Spaghetti Pie
Ingredients
- 1/4 pound of dried spaghetti regular or gluten-free
- 1 ½ cups half & half
- 2 eggs
- 1 cup grated parmesan cheese or similar type of cheese divided
- 1 cup diced Mozzarella or Provolone cheese cut into ¼ inch dice
- Salt and pepper to taste
- 2-4 teaspoons Italian seasoning
- 1 teaspoon garlic powder
- 1 teaspoon dried mustard
- ½ teaspoon paprika
- Filling Options: ½ - 1 cup of the following or a combination of two or three (or more if you are so inclined) –, diced cooked turkey bacon, quartered Kalamata olives, diced roasted red peppers and/or sun dried tomatoes, roasted small tomato halves, sautéed mushrooms, sautéed chopped fresh spinach, green onion, sautéed zucchini, etc.
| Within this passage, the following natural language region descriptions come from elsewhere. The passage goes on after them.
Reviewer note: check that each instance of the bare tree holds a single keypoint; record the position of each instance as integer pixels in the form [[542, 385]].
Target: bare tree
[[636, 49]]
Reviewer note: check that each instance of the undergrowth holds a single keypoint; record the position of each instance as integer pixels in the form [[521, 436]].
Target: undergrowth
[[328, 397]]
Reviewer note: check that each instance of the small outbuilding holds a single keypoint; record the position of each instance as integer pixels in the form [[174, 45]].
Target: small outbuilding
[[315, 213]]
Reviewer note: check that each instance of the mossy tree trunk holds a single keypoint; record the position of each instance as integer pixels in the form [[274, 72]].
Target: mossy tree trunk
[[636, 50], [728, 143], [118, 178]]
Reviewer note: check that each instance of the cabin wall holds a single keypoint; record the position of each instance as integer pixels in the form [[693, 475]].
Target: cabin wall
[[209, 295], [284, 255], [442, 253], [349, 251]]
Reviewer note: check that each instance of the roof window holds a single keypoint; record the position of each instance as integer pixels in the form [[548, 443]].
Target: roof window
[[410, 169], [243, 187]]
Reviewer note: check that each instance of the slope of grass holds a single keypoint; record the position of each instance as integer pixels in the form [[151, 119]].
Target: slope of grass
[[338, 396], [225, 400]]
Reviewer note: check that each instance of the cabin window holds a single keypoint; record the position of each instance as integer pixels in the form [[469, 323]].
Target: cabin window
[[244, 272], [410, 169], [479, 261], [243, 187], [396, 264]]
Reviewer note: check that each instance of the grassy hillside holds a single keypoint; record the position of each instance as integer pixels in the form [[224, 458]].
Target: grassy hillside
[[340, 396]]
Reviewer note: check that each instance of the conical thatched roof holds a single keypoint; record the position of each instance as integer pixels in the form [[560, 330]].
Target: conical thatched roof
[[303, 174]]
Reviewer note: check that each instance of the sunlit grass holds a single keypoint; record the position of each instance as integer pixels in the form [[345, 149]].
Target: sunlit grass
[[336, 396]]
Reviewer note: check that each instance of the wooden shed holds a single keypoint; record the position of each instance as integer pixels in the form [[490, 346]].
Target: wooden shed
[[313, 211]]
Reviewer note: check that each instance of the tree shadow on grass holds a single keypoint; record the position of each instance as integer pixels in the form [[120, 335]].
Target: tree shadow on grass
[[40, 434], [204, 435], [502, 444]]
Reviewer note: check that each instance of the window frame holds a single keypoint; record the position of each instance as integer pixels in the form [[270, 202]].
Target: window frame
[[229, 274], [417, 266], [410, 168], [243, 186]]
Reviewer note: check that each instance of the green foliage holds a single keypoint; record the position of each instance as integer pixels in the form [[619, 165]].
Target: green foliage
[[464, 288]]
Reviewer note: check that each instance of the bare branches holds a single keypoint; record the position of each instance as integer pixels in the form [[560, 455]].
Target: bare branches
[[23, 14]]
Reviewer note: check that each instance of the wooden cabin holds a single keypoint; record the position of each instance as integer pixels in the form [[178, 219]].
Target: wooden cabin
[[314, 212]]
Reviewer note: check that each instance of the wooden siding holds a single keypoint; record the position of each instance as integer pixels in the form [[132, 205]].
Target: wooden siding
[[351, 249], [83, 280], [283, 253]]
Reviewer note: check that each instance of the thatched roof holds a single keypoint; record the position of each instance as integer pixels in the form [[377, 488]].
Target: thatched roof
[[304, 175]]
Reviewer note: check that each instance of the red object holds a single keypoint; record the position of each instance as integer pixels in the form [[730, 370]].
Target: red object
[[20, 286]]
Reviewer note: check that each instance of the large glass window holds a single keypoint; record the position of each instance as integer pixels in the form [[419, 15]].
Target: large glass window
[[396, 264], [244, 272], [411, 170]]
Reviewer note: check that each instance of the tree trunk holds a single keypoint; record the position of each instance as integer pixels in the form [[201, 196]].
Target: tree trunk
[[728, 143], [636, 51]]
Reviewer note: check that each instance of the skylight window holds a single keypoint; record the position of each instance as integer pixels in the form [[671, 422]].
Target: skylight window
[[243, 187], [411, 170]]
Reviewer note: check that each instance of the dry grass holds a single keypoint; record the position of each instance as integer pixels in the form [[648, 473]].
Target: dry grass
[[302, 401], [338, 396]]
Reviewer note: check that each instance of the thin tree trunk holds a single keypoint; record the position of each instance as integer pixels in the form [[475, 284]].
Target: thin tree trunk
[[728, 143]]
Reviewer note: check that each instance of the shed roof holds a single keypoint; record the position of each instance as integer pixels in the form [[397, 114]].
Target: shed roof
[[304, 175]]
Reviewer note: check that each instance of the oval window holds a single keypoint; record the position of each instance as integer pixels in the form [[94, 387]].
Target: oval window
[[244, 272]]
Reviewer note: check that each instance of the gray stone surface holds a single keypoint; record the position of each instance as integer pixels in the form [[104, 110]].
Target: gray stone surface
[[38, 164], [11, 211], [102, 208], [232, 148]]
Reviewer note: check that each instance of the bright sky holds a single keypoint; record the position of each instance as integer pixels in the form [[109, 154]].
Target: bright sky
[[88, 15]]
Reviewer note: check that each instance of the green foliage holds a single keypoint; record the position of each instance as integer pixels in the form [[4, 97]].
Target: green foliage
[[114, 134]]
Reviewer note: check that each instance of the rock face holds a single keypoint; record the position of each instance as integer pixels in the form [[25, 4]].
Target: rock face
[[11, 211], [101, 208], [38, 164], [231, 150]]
- Optional for decorative top to your pie: Slice 3-4 Roma tomatoes about ¼ inch thick, starting at the stem end. Place on greased foil on a baking sheet and spray with olive oil and season with salt. Roast tomatoes for about 20 minutes or until they start to soften and caramelize. Set aside until ready to put your pie into the oven, then decorate the top of the pie with the slices.
Instructions
- Cook pasta in salted, boiling water until just al dente – still firm to the bite. Drain and rinse with cold water. Set aside.
- In a medium bowl, combine eggs, half & half, and seasonings. Set aside.
- Place spaghetti into a large bowl. Toss in ½ cup grated Parmesan, diced Mozarella or Provolone Cheese, and the other fillings you have chosen.
- Pour half & half mixture over the spaghetti mixture and toss until well combined.
- Spray a deep-dish pie dish or a springform pan liberally with cooking spray.
- Pour spaghetti mixture into pie dish. Sprinkle with remaining ½ cup Parmesan cheese and dust lightly with paprika. Place roasted Roma tomato slices around the sides of the pie. If using.
- Bake at 350 for about 30-45 minutes until set in the middle and lightly browned on top.
- Serve right away or chill and return to room temperature for a picnic treat.